JEPA takes a different route:
- Instead of predicting raw tokens or pixels, the model predicts in abstract embedding space — a compressed representation of the world's underlying structure.
- The model learns what is invariant and meaningful across different surface representations, rather than memorizing surface statistics.
- The result is a system that aims to encode the structure of reality, not just the statistics of how humans write about it.
In a JEPA-style setup, the system learns to map different views or segments of the same underlying situation into a shared representation space and to predict one representation from another. The hope is that this forces the model to capture the latent causal and physical structure that generates the observations.
Grounding: Why Text Alone Isn’t Enough
The other pillar of LeCun’s critique is grounding. He argues that genuine understanding requires sensory and physical experience, not just exposure to text.
A language model learns the word "heavy" by processing sentences that use the word "heavy." A child learns heavy by picking up objects, feeling resistance, watching things fall. These are fundamentally different kinds of learning.
This is why video occupies a central place in LeCun's vision:
- A baby learns physics not by reading a physics textbook but by pushing things, dropping things, watching objects move and collide.
- The statistics of physical reality are embedded in video in a way that text cannot capture — the weight of objects, the behavior of liquids, the arc of thrown things.
- Grounding AI in video and sensory data, rather than text alone, is what LeCun believes is required for any system that will genuinely understand the world.

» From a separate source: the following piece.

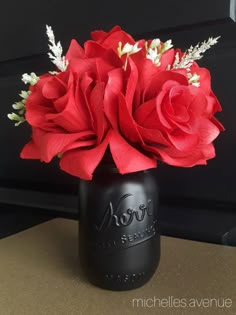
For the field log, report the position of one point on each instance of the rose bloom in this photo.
(141, 113)
(163, 115)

World models are the integration point: internal simulations of how the world works that allow an agent to plan, predict, and reason about counterfactuals. Not "what text comes next" but "what happens if I do this."
The Fair Counterargument
LeCun's critics are numerous and credible. The emergent reasoning capabilities of frontier LLMs have surprised researchers who argued such capabilities were impossible at any scale. Chain-of-thought prompting, extended reasoning chains, and tool use suggest that something more structured than pure pattern matching may be happening inside these systems.
The honest position is that we don't fully know. Interpretability research isn't there yet. Whether LLMs are doing something that genuinely deserves to be called reasoning — or something that merely resembles it from the outside — is an open empirical question.
But LeCun's directional bet is interesting regardless of who turns out to be right:
- If he's wrong, the emergent reasoning is real and we'll understand why in a few years.
- If he's right, the current scaling trajectory hits a ceiling — and the path forward requires something closer to what he is describing.